HIRÞ is a 2-player abstract strategy game were two leaders (Viking Kings) fight in an archipelago. The first to push the other players king of the board wins. The game will be produced in wood and cloth, with deluxe versions made of leather and iron. The design idea was to make a game that feels as if it could have been played by vikings during their travels. This has according to playtesters succeeded well, almost 100% of them believed that this was actually a replica of a real viking game. The second ambition was to make a game with as few spaces as possible (number of squares) and still have it interesting to play. Although it has only 11 squares the combination of three different abilities of the pieces and the mechanic of using moves to build stronger units makes the gameplay challenging. Play time ~20-60 minutes.

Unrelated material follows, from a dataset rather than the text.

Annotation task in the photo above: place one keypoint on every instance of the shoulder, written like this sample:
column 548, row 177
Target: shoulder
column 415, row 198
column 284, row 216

HIRÞ (pronounced hɪrð, i.e., with a th-sound as in "the" at the end) is a two-player abstract strategy game in which two leaders (Viking kings) fight over control of a piece of land. The first to either control the five middle spaces or push the other player's king off the board wins. Although it has a relatively small board (eleven squares), the ability to use moves to build stronger units makes the gameplay quite intricate. The game is designed in recent times but with the ambition of resembling a game that could potentially have been found in a Viking grave.
In the game, the players start on each short end of the board and take turns. Each turn they can make five moves. For a move, a player either moves one piece (Hird or King) one step, moves a Hird into or off a Karve (boat), or moves a Karve and all Hirds on it one step. A Karve may have at most four Hirds on it. Pieces entering empty spaces have to stop. Pieces entering enemy-controlled spaces stop on the line between the spaces. After a player's five moves, any conflicts (pieces on lines) are resolved. All pieces except empty Karve are worth 1. The King is tiebreaker. In case of a loss, solitary Hirds are removed from the game, Karves and Hirds in Karves are removed from play, and Kings have to retreat to an adjacent empty or friendly space. If there are no possible squares for the King to move to, the player loses. If after their turn a player controls all five middle spaces, that player wins.
There is also a doubling coin in the game affecting points received if several games are played. Normally a game is won after receiving five points.